Refuge Notebook: When hemlocks burn

When the weather deteriorates in the mountains, I head for those deepest green patches of forest at tree line. These groves of hardy, resilient and slow-growing mountain hemlocks hang on to the shoulders of our mountains.

The trees grow together so thickly that they provide excellent shelter from the wind and rain. You can always find a dry patch somewhere in a hemlock stand.

After the 2019 Swan Lake Fire reached high into alpine areas where mountain hemlocks live, I wondered how these slow growing, long-lived trees respond to fire. A comparatively rare forest type on the Kenai National Wildlife Refuge (31,000 acres or 2% of the refuge) that seldom burns, we have no historical information on fire in hemlocks on the western Kenai Peninsula.

The Swan Lake Fire offered a unique opportunity to learn about the relationship of fire and one of my favorite kinds of trees.

Few shrubs grow under the dense shade and in soil acidified by fallen hemlock needles, leaving the understory open, dry and inviting. The leaves are welcoming.
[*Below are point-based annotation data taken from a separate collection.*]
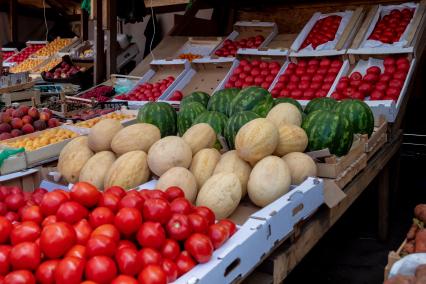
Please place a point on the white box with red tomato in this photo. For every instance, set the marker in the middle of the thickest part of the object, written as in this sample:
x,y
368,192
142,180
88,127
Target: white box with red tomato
x,y
380,81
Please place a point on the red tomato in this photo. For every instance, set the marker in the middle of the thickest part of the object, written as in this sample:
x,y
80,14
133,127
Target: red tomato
x,y
185,262
179,228
152,274
83,230
205,212
85,194
45,273
171,269
101,216
100,245
128,220
110,201
25,232
128,261
56,239
174,192
231,226
19,277
151,234
70,270
156,210
77,251
124,279
107,230
4,259
218,234
181,205
5,229
101,269
51,202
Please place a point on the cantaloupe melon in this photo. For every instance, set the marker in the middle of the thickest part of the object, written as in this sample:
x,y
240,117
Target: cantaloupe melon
x,y
256,140
128,171
230,162
200,136
180,177
203,165
292,138
102,133
73,157
96,168
269,180
169,152
221,193
139,136
301,166
285,113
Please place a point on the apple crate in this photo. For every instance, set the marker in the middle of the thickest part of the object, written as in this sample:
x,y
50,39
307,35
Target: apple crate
x,y
260,230
283,69
246,29
385,107
348,26
159,70
409,41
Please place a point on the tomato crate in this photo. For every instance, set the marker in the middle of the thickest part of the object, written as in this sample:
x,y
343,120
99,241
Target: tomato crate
x,y
247,29
387,104
160,70
348,23
260,230
372,37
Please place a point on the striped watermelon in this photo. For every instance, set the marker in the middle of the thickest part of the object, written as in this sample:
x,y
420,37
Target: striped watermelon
x,y
200,97
359,115
221,99
160,114
255,99
328,129
216,120
234,124
320,103
187,115
290,101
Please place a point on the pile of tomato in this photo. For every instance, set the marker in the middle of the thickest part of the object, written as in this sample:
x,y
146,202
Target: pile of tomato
x,y
87,236
390,28
147,91
307,79
323,31
375,84
253,73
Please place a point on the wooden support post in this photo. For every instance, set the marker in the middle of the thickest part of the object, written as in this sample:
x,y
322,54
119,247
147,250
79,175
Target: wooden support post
x,y
13,21
99,73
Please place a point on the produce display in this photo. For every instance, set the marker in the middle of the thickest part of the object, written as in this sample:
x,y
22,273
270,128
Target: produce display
x,y
253,73
307,79
230,47
147,91
147,236
323,31
25,120
377,83
390,28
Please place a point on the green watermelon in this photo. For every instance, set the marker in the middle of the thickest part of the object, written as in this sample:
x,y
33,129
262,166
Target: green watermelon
x,y
216,120
200,97
221,99
290,101
359,115
160,114
234,124
187,115
328,129
255,99
320,103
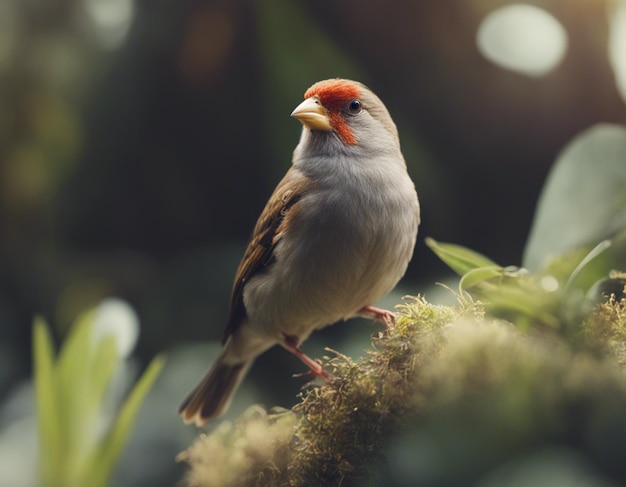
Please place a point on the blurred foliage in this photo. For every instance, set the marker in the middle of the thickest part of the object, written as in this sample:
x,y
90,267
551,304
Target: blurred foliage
x,y
77,446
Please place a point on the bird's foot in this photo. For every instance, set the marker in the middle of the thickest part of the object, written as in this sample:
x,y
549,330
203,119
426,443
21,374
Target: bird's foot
x,y
378,314
315,368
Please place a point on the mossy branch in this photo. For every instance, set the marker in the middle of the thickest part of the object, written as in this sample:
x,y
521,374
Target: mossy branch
x,y
439,368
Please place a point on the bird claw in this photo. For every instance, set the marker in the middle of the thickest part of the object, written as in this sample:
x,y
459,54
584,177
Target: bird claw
x,y
384,316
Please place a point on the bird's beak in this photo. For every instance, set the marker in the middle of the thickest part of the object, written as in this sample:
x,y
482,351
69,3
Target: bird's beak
x,y
313,115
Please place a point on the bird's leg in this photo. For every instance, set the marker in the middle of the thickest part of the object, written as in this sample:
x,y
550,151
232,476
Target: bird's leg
x,y
378,314
291,343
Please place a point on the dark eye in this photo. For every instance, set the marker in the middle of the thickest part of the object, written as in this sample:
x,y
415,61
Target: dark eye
x,y
354,107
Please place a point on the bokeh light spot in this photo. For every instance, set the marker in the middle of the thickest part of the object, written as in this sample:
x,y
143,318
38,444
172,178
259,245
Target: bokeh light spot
x,y
522,38
617,43
111,20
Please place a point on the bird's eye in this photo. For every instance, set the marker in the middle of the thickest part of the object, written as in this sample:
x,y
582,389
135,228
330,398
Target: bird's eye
x,y
354,107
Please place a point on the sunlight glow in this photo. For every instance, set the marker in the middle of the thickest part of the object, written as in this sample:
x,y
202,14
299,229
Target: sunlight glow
x,y
111,20
522,38
617,43
116,317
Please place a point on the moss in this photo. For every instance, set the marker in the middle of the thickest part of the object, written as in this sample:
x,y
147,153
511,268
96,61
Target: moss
x,y
475,389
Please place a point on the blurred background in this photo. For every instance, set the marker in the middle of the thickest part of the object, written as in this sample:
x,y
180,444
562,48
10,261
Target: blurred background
x,y
140,139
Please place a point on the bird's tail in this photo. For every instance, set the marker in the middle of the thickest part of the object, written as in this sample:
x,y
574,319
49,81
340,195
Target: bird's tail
x,y
211,397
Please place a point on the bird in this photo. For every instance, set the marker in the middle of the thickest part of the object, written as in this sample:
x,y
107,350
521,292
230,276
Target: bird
x,y
336,234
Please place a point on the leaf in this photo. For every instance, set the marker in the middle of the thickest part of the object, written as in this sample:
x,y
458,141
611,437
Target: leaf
x,y
50,438
112,444
460,259
478,276
584,199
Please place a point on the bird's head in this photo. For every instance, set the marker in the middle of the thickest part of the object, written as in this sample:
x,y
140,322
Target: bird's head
x,y
347,109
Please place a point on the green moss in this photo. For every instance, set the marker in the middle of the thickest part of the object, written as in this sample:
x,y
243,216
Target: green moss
x,y
475,389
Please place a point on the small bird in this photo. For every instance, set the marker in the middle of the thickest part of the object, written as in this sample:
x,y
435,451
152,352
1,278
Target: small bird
x,y
336,234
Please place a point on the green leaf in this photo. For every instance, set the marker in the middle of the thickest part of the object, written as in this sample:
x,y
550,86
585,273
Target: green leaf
x,y
50,438
103,365
460,259
73,382
479,275
584,199
112,444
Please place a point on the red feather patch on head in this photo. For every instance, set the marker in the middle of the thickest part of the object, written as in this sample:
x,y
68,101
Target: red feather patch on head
x,y
334,94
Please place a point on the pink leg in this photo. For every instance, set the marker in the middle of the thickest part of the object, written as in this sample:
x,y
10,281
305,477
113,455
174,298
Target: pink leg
x,y
291,343
377,314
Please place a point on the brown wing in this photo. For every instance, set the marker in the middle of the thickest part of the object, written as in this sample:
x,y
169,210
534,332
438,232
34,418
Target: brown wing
x,y
266,234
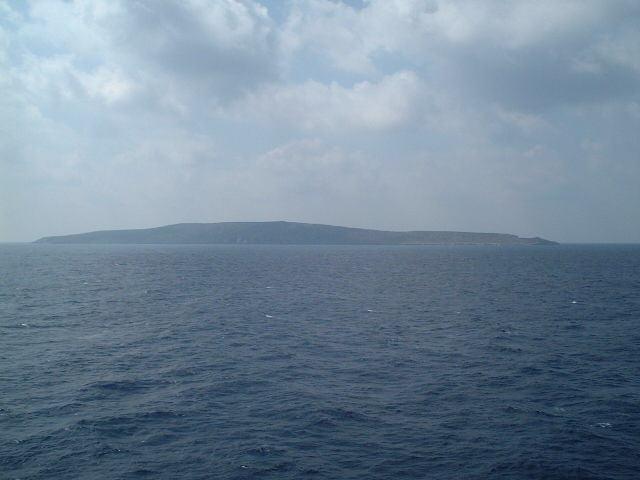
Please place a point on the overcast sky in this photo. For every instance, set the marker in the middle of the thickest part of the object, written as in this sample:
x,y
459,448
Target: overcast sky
x,y
504,116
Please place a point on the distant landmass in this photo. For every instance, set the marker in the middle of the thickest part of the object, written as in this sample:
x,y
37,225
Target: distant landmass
x,y
287,233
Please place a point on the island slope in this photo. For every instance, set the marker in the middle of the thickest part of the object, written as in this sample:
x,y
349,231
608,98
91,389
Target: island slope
x,y
287,233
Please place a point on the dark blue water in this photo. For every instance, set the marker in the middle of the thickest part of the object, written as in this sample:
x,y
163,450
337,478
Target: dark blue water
x,y
197,362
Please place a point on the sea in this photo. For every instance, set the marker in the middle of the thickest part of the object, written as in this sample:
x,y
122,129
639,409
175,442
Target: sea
x,y
319,362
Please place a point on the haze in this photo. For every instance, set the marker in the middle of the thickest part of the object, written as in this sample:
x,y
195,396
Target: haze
x,y
494,116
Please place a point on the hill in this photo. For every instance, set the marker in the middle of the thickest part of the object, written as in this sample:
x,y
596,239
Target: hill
x,y
287,233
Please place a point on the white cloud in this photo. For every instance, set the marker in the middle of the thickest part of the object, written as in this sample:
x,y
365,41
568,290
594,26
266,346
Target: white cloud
x,y
394,101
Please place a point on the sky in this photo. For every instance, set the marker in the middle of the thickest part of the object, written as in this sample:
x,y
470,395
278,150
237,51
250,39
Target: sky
x,y
497,116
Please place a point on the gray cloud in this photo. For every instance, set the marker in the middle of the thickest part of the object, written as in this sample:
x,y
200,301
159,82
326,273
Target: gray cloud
x,y
507,116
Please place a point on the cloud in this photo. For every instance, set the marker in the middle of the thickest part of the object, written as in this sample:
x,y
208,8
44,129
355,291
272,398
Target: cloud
x,y
508,116
394,101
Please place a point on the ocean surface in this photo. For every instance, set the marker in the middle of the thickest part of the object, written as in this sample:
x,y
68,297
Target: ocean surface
x,y
319,362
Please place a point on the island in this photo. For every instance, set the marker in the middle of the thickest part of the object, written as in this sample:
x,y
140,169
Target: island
x,y
286,233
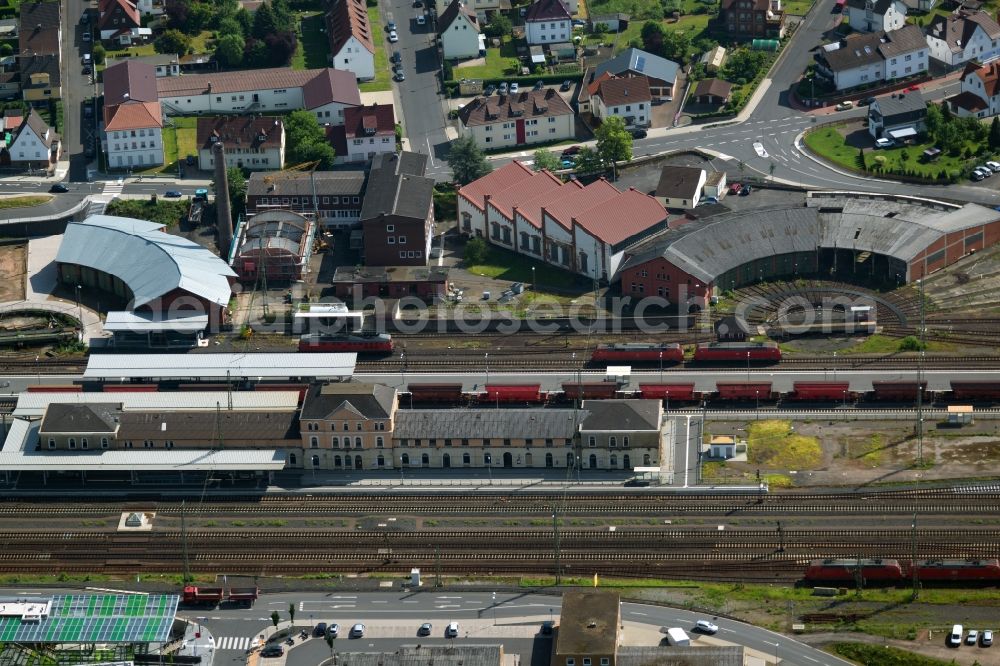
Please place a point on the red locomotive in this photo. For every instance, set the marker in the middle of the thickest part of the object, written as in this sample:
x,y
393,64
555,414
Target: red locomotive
x,y
362,343
714,352
637,352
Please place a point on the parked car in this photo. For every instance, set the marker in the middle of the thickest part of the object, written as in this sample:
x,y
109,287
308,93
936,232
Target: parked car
x,y
705,627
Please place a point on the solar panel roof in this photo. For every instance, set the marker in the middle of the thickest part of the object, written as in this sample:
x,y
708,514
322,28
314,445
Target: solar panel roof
x,y
97,618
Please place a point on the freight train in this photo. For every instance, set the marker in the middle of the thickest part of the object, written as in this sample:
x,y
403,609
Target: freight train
x,y
891,572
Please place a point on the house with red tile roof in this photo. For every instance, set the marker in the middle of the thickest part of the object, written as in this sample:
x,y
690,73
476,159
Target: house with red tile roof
x,y
133,117
582,229
367,131
352,47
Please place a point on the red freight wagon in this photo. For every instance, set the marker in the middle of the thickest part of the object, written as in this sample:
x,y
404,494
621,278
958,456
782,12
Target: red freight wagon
x,y
435,392
959,571
744,390
821,391
679,392
975,390
589,390
52,388
844,571
513,393
897,391
130,388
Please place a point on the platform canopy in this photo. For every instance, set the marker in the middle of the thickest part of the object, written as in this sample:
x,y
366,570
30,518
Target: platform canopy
x,y
95,618
219,366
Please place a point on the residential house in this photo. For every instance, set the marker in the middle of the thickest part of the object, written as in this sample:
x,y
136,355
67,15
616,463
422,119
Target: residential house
x,y
324,92
40,31
959,38
367,131
397,218
506,121
458,29
744,19
133,117
40,78
625,97
118,18
255,143
164,64
36,145
680,186
873,57
876,15
897,116
582,229
980,96
712,92
338,195
351,42
548,22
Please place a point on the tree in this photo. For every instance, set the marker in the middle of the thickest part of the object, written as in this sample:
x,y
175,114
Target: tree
x,y
653,37
499,26
466,160
172,41
614,142
229,50
475,251
547,160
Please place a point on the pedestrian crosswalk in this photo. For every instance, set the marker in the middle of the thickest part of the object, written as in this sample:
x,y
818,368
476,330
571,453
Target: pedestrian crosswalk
x,y
233,642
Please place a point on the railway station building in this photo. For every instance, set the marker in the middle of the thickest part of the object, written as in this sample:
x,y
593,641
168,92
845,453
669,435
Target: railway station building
x,y
882,239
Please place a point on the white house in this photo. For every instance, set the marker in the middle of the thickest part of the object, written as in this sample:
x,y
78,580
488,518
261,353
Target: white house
x,y
626,97
548,22
506,121
958,38
864,58
350,34
325,92
459,31
875,15
980,96
36,144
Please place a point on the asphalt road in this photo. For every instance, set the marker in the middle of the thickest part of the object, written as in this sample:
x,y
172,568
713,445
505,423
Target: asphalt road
x,y
392,618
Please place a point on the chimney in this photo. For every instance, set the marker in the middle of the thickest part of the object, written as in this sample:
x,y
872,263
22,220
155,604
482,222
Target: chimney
x,y
223,213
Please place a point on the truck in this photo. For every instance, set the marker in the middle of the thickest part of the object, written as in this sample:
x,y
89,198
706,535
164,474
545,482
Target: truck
x,y
676,636
202,596
243,595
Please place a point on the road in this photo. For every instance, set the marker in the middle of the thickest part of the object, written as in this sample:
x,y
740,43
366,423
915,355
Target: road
x,y
392,618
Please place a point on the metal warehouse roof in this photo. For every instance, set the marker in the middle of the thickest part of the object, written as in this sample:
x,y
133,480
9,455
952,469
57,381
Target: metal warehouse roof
x,y
20,454
32,405
151,262
219,366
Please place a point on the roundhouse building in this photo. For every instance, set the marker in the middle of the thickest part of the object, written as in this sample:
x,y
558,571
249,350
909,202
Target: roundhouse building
x,y
147,269
884,239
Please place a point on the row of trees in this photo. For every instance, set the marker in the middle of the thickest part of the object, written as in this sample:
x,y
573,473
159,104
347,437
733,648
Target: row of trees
x,y
268,38
614,144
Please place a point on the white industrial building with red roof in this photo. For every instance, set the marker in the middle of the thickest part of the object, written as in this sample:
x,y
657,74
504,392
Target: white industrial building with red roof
x,y
582,229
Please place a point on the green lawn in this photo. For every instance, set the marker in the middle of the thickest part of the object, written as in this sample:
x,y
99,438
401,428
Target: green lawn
x,y
505,265
313,48
383,77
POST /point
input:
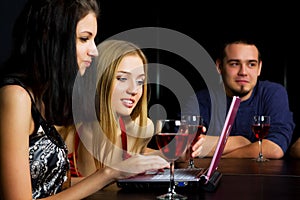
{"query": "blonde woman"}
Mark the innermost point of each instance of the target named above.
(121, 106)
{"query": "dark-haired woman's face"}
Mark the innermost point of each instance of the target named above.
(86, 31)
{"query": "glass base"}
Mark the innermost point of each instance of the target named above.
(171, 196)
(191, 164)
(261, 159)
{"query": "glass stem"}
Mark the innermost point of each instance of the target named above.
(192, 163)
(260, 148)
(172, 181)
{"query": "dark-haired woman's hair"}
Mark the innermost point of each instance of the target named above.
(44, 53)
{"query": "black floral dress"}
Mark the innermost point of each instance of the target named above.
(47, 154)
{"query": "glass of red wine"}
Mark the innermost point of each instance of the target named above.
(171, 138)
(195, 124)
(260, 127)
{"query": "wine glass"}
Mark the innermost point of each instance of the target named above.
(195, 123)
(171, 138)
(260, 127)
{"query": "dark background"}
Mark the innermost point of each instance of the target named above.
(274, 26)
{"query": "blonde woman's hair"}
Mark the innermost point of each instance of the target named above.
(111, 52)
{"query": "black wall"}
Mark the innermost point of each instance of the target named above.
(274, 25)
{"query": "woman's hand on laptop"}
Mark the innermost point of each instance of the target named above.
(138, 164)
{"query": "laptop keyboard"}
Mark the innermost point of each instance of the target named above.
(180, 174)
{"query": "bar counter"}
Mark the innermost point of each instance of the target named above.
(242, 179)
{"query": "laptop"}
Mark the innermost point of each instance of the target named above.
(204, 178)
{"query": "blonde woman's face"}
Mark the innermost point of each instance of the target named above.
(128, 85)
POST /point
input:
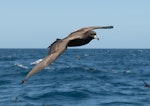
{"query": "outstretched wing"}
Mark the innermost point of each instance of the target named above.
(79, 34)
(57, 48)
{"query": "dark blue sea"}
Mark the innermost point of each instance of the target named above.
(79, 77)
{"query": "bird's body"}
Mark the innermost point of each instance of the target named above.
(77, 38)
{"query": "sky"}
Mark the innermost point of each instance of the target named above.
(38, 23)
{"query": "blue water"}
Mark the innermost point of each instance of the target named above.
(88, 77)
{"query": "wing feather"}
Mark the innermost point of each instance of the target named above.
(79, 34)
(59, 48)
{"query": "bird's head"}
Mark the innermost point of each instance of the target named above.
(93, 35)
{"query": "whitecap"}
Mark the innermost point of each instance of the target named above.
(36, 62)
(86, 55)
(21, 66)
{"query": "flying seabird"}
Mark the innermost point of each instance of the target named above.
(146, 84)
(77, 38)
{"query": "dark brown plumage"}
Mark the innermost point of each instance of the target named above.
(77, 38)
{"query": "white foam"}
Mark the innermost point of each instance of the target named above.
(36, 62)
(21, 66)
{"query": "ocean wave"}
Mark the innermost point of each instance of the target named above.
(21, 66)
(36, 62)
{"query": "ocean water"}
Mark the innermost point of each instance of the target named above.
(79, 77)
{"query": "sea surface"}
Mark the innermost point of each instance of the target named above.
(79, 77)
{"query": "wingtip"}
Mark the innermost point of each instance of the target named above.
(24, 81)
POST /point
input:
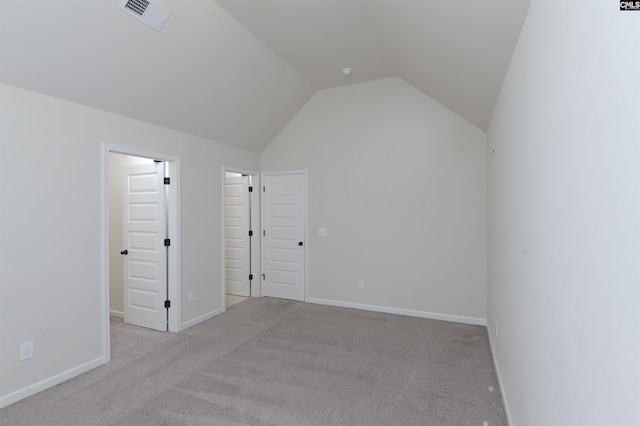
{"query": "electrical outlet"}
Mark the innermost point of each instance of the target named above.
(26, 350)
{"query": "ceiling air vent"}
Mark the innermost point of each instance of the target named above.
(150, 13)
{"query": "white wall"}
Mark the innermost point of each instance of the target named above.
(564, 218)
(399, 181)
(50, 224)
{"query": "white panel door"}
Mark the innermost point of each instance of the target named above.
(237, 241)
(145, 266)
(284, 236)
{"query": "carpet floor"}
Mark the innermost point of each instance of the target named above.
(277, 362)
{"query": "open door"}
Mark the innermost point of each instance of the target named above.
(237, 235)
(145, 266)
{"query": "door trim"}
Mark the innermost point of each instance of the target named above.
(174, 233)
(256, 260)
(307, 239)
Try alternately hugging a spruce and a hemlock, and you will quickly learn that stiff, sharply pointed spruce needles prick your skin painfully while the supple, rounded tips of hemlock needles make their branches soft to the touch.

The rich, dark green of their foliage and the often-irregular shapes of their crowns make mountain hemlocks easy to recognize, even from far across a valley.

As such obviously ideal places to take refuge, people chose to establish official and unofficial campsites among hemlocks along our popular hiking trails. Rusted cans, broken glass and scars of fire rings in hemlock stands far from trails testify to less regular use by hikers and hunters.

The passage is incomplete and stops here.